Rita Melone, 93, came up with the idea for the Walker Squawker, an animatronic bird that attaches to mobility devices.  It chirps, responds to the hiss, and responds to a few gentle pats on the back of its head with a sweet little coo similar to Tribble's.

Studies show that pets contribute to overall health, combating loneliness and social isolation. To get the joy of a pet without the work, check out Ageless Innovations’ Joy for All Companion animatronic pals, including the all-new Walker Squawker ($64.99, available June).

This latest animatronic pet is the brainchild of 93-year-old Rita Melone. She brought the concept to Ageless Innovations after she forgot to use her walker when she got up. She wanted something small enough to perch on her real metal walker, but comfortable enough to live with on a daily basis.

You can hold the bird palm-sized or place it on the included magnet on a Velcro strap that wraps around a walking rail. It chirps, responds to the hiss, and responds to a few gentle pats on the back of its head with a sweet little coo similar to Tribble’s.

The Walker Squawker joins the already popular Ageless Innovation Puppies and Cats that I have covered on several occasions. Puppies ($139.99) bark and cats ($124.99) meow, turn their heads at the sound of your voice, respond to touch, and you even feel a heartbeat when you hug them.

A more proactive pill dispenser

The Hero Pill Dispenser ($99.99 + $24.99/month) is a countertop device the size of a small coffee maker that can dispense up to 90 days of 10 different medications and let caregivers know when to how much their elderly parent takes them regularly.  .
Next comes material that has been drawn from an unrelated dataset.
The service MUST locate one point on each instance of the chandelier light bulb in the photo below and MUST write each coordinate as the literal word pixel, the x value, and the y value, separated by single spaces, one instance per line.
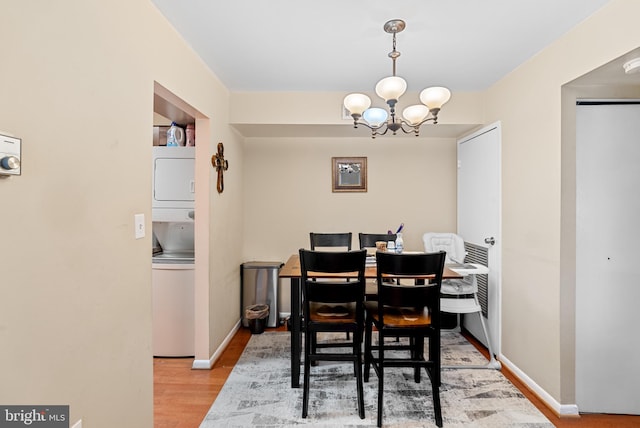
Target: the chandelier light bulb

Remember taking your prescriptions can be difficult for anyone, but it’s especially important as we get older and have more complex medication needs. The Hero Pill Organizer ($99.99 + $24.99/month) is a countertop device about the size of a small coffee maker. It stores, sorts and dispenses up to 90 days supply of 10 different medications.

You can pour pills into a cartridge and slip it into the dispenser without having to count or sort anything – it’s all automatic. The companion app sends alerts when it’s time to take a dose and provides real-time compliance data to caregivers and families caring for loved ones.

One of my only gripes is that you have to configure everything with arrows, much like older versions of Smart TV remotes, versus the simpler push-to-program touchscreen. Because of this, it requires more setup than most of the other gadgets on this list, so be sure to help with the setup yourself or be prepared to find someone who can.

Next-gen ‘I fell and I can’t get up’

Do you know those life jackets that inflate when you hit the water?  There is now a version that offers airbags to prevent seniors from breaking their hips in a fall.

Falls and accidents – at home or on the go – are a huge problem for older people trying to live independent lives. According to the CDC, 1 in 4 older adults fall each year, making falls the leading cause of injury-related death among older adults in the United States. It’s an alarming number, but personal medical devices like the ($37.95/month) can help.

The Sidekick is a small, lightweight portable with a help button that summons emergency help at any time. With built-in GPS and advanced fall detection, it knows when help is needed and directs responders to the exact location.

For a preview of what’s to come in this category, check out the Tango Belt (currently in clinical trial). This ‘smart belt’ can detect a serious hip impact fall, deploy airbags around the hips and alert caregivers for help. It’s in the middle of a clinical trial and should be out next year.